Aim 2. Determine how the IDH(1R132H) epitope is presented and recognized by the IDH1-TCRs. We will determine antigen-specificity and avidity of TCRs reactive to the IDH1(R132H) epitope. We will also evaluate how IDH1-TCRs recognize the epitope presented by a variety of HLA-class II molecules.
Aim 3. Determine the efficacy and mechanisms of ACT with IDH1-TCR-Th1 cells in preclinical models. Using HLA-A2.DR1 transgenic mice, we will evaluate two mutually non-exclusive mechanistic hypotheses: 1) Th1-cells function as cytotoxic T lymphocytes (CTLs) and directly kill HLA-class II+ IDH1(R132H)+ glioma cells, and 2) Th1-cells promote cross-priming of CD8+ CTLs, which in turn kill glioma cells.

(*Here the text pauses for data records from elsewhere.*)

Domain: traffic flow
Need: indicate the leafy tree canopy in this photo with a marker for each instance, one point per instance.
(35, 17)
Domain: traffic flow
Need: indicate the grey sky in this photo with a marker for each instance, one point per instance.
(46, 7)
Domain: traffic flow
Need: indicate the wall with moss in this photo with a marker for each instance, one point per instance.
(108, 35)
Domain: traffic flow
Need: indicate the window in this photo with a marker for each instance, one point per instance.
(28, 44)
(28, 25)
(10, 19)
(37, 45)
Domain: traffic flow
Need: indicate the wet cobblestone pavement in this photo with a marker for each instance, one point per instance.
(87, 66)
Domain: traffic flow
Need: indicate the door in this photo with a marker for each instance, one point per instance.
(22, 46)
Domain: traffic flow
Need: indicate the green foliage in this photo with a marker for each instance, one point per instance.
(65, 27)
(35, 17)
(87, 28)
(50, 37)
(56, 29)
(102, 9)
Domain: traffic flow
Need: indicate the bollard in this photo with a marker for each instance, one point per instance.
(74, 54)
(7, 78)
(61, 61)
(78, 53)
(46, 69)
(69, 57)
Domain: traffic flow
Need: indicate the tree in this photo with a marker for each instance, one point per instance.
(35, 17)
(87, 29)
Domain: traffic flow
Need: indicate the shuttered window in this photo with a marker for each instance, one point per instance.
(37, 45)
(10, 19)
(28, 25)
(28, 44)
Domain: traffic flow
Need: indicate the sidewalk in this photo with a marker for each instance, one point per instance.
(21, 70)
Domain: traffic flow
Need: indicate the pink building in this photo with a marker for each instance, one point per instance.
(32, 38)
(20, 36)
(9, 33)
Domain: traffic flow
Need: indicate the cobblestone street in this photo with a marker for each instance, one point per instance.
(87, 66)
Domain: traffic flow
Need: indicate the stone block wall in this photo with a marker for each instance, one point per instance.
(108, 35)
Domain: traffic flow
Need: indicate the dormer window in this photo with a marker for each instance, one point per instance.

We will build on recent data from our lab and evaluate our central hypothesis that IDH-mutant gliomas could be susceptible to immunotherapy by proper modulation of the LGG microenvironment and targeting of the IDH1(R132H)-derived neoantigen epitope. Specifically, we will determine the effects of IDH mutations on glioma-infiltrating myeloid cells and fully characterize T-cell receptors that are reactive to the IDH1(R132H)- epitope. Finally, we will integrate these findings in mouse glioma models and establish a solid basis for developing a clinical trial of immunotherapy targeting mutant IDH1.